Reading Online Novel

Mangrove Squeeze(3)



"This is funny?" said Cherkassky. "No."

"Luzhka," said Gennady Petrovich, using his favorite diminutive. "Soviet union  —you make jokes but you really don't remember, do you?"

Lazslo pecked at the French wine that he did not enjoy. He liked American beer. He liked American cars and American music, American cigarettes and American cheese, and he wanted to be down on Duval Street, chasing some American tail. He was twenty-six. He'd been seventeen when he got out of Moscow. With the facility of the young, he'd shed his accent and his beginnings almost perfectly. He said, "I can remember. But why bother?"

"Why bother," said Ivan Fyodorovich wistfully. The eyes went distant in his hollow face. "The cupolas, the snow on fur hats, so fresh you can see each flake—these you never miss?"

"Cut me a break," said Lazslo.

"And your parents?" said his uncle. "You think about your mother, your father?"

Lazslo thought it over, not for long. His parents, still troweling potatoes and knocking worms off cabbage on the other side of the world, were frightened round-faced peasants wearing coarse wool scarves. He said, "Only when you ask me if I do."

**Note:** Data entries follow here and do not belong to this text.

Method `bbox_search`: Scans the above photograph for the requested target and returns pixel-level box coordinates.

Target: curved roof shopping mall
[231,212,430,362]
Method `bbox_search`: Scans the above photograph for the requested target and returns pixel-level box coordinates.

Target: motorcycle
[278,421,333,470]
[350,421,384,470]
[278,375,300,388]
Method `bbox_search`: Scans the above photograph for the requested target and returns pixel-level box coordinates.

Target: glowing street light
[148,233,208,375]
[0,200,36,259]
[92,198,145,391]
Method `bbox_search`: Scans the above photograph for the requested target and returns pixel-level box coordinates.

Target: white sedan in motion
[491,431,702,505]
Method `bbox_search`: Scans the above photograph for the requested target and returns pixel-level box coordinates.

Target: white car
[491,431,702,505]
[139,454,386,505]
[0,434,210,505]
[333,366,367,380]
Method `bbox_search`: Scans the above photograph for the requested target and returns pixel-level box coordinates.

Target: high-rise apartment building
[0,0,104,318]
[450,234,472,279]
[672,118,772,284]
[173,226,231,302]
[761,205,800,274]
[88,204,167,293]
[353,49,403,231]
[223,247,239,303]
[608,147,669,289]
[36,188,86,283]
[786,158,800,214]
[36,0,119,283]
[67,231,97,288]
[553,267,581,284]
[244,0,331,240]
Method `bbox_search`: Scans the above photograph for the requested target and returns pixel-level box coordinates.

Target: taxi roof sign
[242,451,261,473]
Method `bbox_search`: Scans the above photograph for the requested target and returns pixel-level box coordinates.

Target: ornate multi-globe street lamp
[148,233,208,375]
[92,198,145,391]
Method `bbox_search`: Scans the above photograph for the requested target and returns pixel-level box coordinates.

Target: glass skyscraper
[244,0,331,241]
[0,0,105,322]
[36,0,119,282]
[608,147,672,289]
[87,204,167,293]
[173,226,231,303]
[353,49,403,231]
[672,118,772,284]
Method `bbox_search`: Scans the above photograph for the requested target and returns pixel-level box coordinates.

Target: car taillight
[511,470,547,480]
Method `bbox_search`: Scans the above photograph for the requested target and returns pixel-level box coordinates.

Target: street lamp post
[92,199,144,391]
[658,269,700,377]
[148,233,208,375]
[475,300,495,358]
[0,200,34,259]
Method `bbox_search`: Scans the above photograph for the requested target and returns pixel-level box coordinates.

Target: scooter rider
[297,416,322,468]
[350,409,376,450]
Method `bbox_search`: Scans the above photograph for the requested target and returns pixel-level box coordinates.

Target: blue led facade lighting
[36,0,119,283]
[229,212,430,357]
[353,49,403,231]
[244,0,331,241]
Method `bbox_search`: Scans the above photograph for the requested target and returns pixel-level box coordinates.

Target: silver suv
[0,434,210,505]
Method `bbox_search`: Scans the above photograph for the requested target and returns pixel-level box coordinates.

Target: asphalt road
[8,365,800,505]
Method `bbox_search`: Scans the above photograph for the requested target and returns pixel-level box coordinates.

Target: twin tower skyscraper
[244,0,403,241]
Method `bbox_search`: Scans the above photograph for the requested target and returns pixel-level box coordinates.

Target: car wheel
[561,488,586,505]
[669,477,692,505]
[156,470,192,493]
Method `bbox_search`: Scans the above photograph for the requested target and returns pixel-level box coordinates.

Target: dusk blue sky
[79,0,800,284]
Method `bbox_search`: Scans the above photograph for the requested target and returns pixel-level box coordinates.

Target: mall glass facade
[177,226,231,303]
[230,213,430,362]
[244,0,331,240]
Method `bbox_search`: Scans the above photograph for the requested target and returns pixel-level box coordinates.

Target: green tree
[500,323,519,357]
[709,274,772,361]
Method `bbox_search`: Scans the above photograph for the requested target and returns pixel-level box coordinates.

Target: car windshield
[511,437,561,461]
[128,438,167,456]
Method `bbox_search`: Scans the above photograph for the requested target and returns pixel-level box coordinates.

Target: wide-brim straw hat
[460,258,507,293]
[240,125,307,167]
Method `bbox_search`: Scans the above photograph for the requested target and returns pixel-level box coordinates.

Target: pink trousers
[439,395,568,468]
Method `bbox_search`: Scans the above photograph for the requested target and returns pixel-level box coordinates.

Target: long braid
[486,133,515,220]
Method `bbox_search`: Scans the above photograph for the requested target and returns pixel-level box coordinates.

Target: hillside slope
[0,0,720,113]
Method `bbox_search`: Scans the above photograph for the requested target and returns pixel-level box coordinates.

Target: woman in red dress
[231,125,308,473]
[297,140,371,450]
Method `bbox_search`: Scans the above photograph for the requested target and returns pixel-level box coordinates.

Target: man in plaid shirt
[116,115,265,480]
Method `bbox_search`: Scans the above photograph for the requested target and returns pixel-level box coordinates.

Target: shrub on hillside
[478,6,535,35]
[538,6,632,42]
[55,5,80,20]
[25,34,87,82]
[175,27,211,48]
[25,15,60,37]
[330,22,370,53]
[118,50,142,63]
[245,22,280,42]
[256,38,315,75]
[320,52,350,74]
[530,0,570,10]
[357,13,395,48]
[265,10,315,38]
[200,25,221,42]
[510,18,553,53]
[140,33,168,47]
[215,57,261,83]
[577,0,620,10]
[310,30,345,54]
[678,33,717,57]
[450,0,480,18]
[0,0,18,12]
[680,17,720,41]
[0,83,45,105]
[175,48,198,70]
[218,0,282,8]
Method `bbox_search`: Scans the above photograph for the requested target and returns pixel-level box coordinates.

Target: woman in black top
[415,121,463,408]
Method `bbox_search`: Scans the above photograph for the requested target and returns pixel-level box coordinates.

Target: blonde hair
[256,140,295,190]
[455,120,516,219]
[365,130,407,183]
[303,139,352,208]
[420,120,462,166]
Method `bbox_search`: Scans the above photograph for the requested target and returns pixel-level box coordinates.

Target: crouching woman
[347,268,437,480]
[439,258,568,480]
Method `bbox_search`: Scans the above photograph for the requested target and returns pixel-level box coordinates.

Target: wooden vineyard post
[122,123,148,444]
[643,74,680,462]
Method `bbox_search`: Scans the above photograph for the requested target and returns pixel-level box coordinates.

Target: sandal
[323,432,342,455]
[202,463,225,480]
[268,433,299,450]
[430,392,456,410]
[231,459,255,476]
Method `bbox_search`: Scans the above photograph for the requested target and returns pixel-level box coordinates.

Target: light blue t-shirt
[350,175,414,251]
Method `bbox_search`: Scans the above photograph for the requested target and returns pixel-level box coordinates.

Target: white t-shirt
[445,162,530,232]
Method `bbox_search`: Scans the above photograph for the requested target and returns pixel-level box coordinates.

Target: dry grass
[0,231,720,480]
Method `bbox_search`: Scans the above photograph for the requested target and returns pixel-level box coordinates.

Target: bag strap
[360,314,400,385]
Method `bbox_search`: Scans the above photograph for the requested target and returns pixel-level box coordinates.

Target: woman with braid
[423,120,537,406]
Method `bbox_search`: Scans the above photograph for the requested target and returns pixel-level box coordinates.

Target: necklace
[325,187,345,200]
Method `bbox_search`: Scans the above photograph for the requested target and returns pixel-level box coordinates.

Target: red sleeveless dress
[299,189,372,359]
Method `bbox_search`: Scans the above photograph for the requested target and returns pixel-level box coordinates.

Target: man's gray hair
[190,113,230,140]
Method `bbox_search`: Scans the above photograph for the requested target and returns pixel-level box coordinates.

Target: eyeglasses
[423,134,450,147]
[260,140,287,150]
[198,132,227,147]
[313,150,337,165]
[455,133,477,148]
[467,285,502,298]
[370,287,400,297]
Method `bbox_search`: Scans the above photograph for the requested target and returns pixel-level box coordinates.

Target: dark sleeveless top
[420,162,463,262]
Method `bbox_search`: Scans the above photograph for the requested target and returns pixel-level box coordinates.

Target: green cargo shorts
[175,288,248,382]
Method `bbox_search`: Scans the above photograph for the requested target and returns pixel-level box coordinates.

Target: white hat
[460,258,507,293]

Markov put down his knife and fork, and patted his nephew's hand. He turned with pride toward Ivan Fyodorovich. "You see, Ivan," he said, "is solid, this boy. No reason to worry about this boy."

Softly but immovably, Cherkassky said, "I wish he is more careful—"

The doorbell rang, and Cherkassky fell silent before a single indiscreet syllable might perhaps be uttered. A moment later the housekeeper approached the table. "It is the mayor," she announced.

Markov frowned, produced a napkin, wiped his greasy chin. "Barbarian," he muttered, pushing back with effort from the table. "A man cannot enjoy his dinner?"

The handsome Lazslo could not hold back a smirk. "Be nice, Uncle," he whispered. "Smile at the dog turd."

The fat man rose, motioned to the others to keep on eating. "I come back," he said, "as little time it takes to reach into my pocket."





Chapter 2


They weren't bums, exactly, and they weren't exactly homeless. Their names were Pineapple and Fred, and they lived inside a giant hot dog.

They didn't own or rent the hot dog, but for all practical purposes it was theirs. It used to be a vending wagon, a novelty item that plied the trade on Smathers Beach. When the former owner got sick of selling wieners, he unhitched the wagon from his truck and abandoned it in the no-man's-land just east of the airport, in an expanse of mangroves that had been closely guarded military property back when Key West was a more important, more strategic place. Now they were simply unimportant mangroves, and in the mangroves the rule was finders-keepers.

Fred and Piney had lived in the fiberglass frank for three years now, and had made it rather homey. Below the curving sausage, the bulbous yellow roll was roomier than it looked, with a big window that had been the service counter, and an unlikely little door between the twin swellings of the bun. Fred could lay his sleeping mat full-length along the side of the roll that held the sink and the sauerkraut steamer. Pineapple's bedding fit neatly against the little propane fridge and underneath the rotisserie where the pronged wieners had gone round and round, getting redder, sweating as they went. Lying on their backs, the two men, by candlelight, could trace out squiggles of mustard molded in the ceiling. It was not a bad place to live.

On this particular January evening, they were lying there, when Pineapple broke a long silence. "Ya know what I sometimes wonder about?" he said.

Fred sucked his beer. Then, in a here-we-go-again sort of tone, he said, "No, Piney, what do you sometimes wonder about?"

Pineapple scratched at the sparse and scraggly beard that made a ragged frame for his long thin face. It was an archaic face, medieval, with an ascetic slot for a mouth, and nervous simmering eyes sunk deep in bony sockets. "I sometimes wonder," he announced, "if I was invited to the White House, would I go?"

Fred guffawed so that he sprayed a little beer and had to wipe his nicotine-stained walrus moustache on the back of his hand. "Piney," he said, "why would you be invited to the White House? You're a fuckin' dirtbag."

Pineapple squirmed against the scratched chrome door of the little fridge. He said, "Let's leave that on the side for now. My question is this. I'm invited, do I go?"

Fred stared up at the ceiling. The ceiling was rough from the mold of the fiberglass, he could see fabric on the inside of the frank. "And whaddya wear?" he asked. "Shorts with the ass out and no shoes on your stinking feet?"